In [0]:
from pyspark.ml.classification import DecisionTreeClassificationModel
from pyspark.ml.evaluation import MulticlassClassificationEvaluator
import pandas as pd
import seaborn as sns
import matplotlib.pyplot as plt

# 1. Load the Best Model and Test Data
model = DecisionTreeClassificationModel.load("/Volumes/workspace/default/uk_land_registry/models/best_dt_model")
test_data = spark.read.parquet("/Volumes/workspace/default/uk_land_registry/silver_engineered_parquet")

# 2. Generate Predictions
predictions = model.transform(test_data)

# 3. Calculate Key Metrics (Requirement 4a)
evaluator = MulticlassClassificationEvaluator(labelCol="type_label", predictionCol="prediction")

accuracy = evaluator.evaluate(predictions, {evaluator.metricName: "accuracy"})
weightedPrecision = evaluator.evaluate(predictions, {evaluator.metricName: "weightedPrecision"})
weightedRecall = evaluator.evaluate(predictions, {evaluator.metricName: "weightedRecall"})

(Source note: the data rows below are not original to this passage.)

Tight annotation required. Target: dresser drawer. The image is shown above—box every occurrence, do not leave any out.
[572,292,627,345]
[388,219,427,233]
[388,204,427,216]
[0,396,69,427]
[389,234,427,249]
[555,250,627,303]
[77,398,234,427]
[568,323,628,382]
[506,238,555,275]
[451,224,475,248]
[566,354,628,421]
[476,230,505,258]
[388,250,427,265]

print(f"Model Accuracy: {accuracy:.4f}")
print(f"Weighted Precision: {weightedPrecision:.4f}")
print(f"Weighted Recall: {weightedRecall:.4f}")

# 4. Feature Importance (Requirement 2a - 'Feature Importance Plots')
# This shows which variable had the most 'Information Gain' (Entropy reduction)
importance = model.featureImportances
print(f"Feature Importance (Price vs Categories): {importance}")

# 5. Export Final Gold Data for Dashboard 2 (Model Performance)
# We export a sample of predictions so Tableau can show the 'Confusion'
gold_evaluation = predictions.select("Price", "type_label", "prediction").limit(100000)
gold_evaluation.coalesce(1).write.mode("overwrite").option("header", "true").csv("/Volumes/workspace/default/uk_land_registry/gold_model_performance")

print("Notebook 4 Complete: Metrics calculated and Gold Layer 2 exported.")

Model Accuracy: 0.3725
Weighted Precision: 0.3037
Weighted Recall: 0.3725
Feature Importance (Price vs Categories): (1,[0],[1.0])
Notebook 4 Complete: Metrics calculated and Gold Layer 2 exported.